Predictability and Fairness in Load Aggregation with Deadband
This addresses fairness and predictability issues in energy grid management, but it is incremental as it builds on prior work to handle specific non-linearities and discontinuities.
The paper tackles the problem of ensuring predictability and fairness in load aggregation for virtual power plants, where traditional regulators like PI controllers fail to guarantee long-term average prices independent of initial conditions. It demonstrates that using Filippov invariant measures allows reasoning about these properties even with non-linear AC losses and deadband discontinuities.
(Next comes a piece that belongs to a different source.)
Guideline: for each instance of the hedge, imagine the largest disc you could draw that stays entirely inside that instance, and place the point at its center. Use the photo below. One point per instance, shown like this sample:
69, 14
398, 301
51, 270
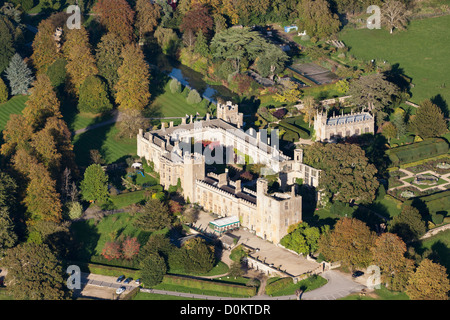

Virtual power plants and load aggregation are becoming increasingly common. There, one regulates the aggregate power output of an ensemble of distributed energy resources (DERs). Marecek et al. [Automatica, Volume 147, January 2023, 110743, arXiv:2110.03001] recently suggested that long-term averages of prices or incentives offered should exist and be independent of the initial states of the operators of the DER, the aggregator, and the power grid. This can be seen as predictability, which underlies fairness. Unfortunately, the existence of such averages cannot be guaranteed with many traditional regulators, including the proportional-integral (PI) regulator with or without deadband. Here, we consider the effects of losses in the alternating current model and the deadband in the controller. This yields a non-linear dynamical system (due to the non-linear losses) exhibiting discontinuities (due to the deadband). We show that Filippov invariant measures enable reasoning about predictability and fairness while considering non-linearity of the alternating-current model and deadband.